Is our hope in superior fire power?
The Washington Post re-ran a piece by John Piper, titled Should Christians Arm Themselves? that presents a counterargument to Jerry Falwell Jr.’s recent comments that Liberty University students should carry guns. Falwell’s comments came in the wake of the San Bernardino shootings, attributed to Islamic terrorism. Piper’s argument is that it is not consistent with the teaching of the New Testament that Christians face inevitable persecution with armed resistance. His position is a careful presentation of the biblical evidence to the contrary. He makes several points that are unassailable. A brief excerpt provides a mildly sardonic example of where Falwell’s logic would lead:
I think I can say with complete confidence that the identification of Christian security with concealed weapons will cause no one to ask a reason for the hope that is in us. They will know perfectly well where our hope is. It’s in our pocket.
Piper goes on as well to ask the question where all discussions of christian pacifism lead:
A natural instinct is to boil the issue down to the question, “Can I shoot my wife’s assailant?”
He provides a 7 point answer to this question, and is forthright enough to say, I do not know what I would do before this situation presents itself with all its innumerable variations of factors. And I would be very slow to condemn a person who chose differently from me.
Piper’s logic and reasoning hews very closely to a book I read several years ago, Choosing Against War: A Christian View, by John D. Roth. Roth is a professor at Goshen College in Indiana. Goshen is a Mennonite school, and Roth presents a position consistent with historical anabaptism. Roth, too, said he didn’t know what he would do at the moment in a hypothetical situation of his wife or family being threatened. Roth is a thoroughgoing pacifist, and would thus refuse all military service. I don’t get the impression from Piper’s article that he holds to that view. And this is why I use the term “domestic pacifism.” If we exclude service in the military, and limit armed resistance to ordinary citizens carrying guns, then I think the Christian case against Falwell’s stance and for domestic pacifism is air-tight.

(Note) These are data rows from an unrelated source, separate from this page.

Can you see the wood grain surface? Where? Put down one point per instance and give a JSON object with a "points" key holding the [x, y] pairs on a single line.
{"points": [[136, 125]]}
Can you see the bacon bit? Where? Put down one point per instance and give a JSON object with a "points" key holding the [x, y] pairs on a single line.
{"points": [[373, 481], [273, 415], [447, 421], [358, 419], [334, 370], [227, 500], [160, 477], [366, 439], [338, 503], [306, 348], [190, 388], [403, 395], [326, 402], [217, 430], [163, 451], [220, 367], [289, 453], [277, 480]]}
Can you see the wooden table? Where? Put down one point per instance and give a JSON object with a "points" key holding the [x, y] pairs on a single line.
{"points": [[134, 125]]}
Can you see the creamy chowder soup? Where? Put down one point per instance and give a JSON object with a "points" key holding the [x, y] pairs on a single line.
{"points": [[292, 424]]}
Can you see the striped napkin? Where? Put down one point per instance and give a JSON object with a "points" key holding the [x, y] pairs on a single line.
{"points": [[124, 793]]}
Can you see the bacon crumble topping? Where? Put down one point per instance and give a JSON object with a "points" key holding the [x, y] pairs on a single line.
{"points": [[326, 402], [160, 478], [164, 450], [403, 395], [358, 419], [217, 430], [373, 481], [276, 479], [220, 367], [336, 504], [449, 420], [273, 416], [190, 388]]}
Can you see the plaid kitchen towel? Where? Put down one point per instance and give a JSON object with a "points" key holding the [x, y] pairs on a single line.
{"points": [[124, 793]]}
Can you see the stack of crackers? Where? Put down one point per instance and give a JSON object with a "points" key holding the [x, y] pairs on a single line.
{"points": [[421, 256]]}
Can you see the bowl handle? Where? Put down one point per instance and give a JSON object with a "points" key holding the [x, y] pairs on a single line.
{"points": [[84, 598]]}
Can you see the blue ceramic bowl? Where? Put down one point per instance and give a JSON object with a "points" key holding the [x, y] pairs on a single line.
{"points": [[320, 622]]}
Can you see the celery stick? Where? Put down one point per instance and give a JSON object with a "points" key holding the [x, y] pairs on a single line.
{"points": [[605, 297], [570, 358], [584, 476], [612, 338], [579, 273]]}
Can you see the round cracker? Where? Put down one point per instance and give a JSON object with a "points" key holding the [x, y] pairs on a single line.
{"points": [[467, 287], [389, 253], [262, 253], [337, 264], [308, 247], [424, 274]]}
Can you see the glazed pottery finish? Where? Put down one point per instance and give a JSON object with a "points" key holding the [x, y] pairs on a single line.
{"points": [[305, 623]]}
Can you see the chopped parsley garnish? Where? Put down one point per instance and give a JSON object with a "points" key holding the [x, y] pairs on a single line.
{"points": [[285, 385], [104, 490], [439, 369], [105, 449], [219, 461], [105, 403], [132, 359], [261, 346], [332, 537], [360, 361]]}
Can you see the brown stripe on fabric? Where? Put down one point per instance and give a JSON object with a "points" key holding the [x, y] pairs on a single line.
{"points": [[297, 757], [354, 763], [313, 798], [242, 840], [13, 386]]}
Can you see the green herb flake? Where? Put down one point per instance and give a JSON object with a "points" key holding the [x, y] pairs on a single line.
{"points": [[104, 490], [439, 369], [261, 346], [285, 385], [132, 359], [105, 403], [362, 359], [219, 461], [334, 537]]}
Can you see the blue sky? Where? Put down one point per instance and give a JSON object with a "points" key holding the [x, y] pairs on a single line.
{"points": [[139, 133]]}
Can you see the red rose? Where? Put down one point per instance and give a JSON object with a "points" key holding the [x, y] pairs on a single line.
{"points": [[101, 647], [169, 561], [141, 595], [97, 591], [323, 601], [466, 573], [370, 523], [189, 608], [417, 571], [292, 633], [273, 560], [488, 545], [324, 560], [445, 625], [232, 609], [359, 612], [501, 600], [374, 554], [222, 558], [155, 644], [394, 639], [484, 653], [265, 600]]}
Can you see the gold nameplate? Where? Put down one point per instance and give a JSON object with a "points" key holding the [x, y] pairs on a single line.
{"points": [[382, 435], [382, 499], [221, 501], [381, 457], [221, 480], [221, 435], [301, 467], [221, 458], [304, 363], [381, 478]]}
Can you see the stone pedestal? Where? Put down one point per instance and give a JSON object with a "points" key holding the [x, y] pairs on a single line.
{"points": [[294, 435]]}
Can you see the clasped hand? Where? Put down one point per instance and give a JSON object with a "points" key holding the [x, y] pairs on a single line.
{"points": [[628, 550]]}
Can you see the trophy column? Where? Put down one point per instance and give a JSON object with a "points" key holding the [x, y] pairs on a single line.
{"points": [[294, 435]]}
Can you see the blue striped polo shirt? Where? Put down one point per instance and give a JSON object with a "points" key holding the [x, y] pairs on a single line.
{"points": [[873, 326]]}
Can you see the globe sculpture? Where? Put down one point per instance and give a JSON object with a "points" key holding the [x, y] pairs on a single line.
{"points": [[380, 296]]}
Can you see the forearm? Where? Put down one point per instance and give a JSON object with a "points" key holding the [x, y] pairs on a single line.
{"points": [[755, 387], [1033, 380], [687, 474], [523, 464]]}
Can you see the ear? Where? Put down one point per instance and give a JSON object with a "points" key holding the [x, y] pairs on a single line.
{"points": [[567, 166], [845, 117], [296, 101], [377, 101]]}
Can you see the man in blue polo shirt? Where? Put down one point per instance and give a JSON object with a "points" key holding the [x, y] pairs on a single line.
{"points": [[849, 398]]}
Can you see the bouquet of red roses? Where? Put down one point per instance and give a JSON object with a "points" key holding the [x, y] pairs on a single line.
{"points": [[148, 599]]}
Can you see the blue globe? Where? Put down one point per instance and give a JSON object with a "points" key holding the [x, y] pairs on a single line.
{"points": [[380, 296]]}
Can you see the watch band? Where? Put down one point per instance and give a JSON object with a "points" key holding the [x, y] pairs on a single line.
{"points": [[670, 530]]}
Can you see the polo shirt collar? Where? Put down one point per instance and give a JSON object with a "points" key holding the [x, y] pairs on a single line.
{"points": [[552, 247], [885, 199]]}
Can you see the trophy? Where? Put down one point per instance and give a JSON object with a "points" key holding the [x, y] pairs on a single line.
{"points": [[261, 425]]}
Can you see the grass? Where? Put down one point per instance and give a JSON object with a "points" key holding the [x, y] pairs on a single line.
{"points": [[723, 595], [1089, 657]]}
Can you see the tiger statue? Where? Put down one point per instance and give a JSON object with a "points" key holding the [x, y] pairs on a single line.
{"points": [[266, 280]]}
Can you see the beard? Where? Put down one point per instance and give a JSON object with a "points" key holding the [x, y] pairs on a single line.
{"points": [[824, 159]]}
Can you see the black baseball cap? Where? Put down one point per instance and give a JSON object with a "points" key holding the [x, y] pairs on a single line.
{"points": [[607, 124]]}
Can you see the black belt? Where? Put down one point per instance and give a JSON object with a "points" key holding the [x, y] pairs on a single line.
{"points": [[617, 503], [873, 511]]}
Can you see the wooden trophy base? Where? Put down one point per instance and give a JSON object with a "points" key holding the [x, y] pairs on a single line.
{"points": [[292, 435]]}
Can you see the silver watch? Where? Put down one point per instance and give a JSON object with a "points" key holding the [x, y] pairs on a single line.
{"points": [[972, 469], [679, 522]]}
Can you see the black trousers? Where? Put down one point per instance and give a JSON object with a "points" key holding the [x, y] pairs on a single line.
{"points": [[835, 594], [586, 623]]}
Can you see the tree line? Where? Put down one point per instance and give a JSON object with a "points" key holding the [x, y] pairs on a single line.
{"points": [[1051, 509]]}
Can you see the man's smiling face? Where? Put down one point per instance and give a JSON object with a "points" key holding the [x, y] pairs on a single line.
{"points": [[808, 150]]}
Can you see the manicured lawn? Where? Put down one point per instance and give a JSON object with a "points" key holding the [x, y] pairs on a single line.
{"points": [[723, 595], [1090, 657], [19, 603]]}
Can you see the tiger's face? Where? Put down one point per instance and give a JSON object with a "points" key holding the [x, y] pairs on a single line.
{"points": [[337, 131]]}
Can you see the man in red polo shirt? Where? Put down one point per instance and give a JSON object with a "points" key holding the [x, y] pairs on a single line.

For a Christian, the worst that can happen is not death, but rather entering into a Christless eternity. If I have the power to take the life of another, and to send them to such an end, do I want to exercise that power? Can I assert with confidence that God would want me to take the life of another in this way? Though I didn’t always hold this view, I have to come to see that domestic pacifism is the most faithful to the New Testament, and in my view, the one most consistent with Christian witness.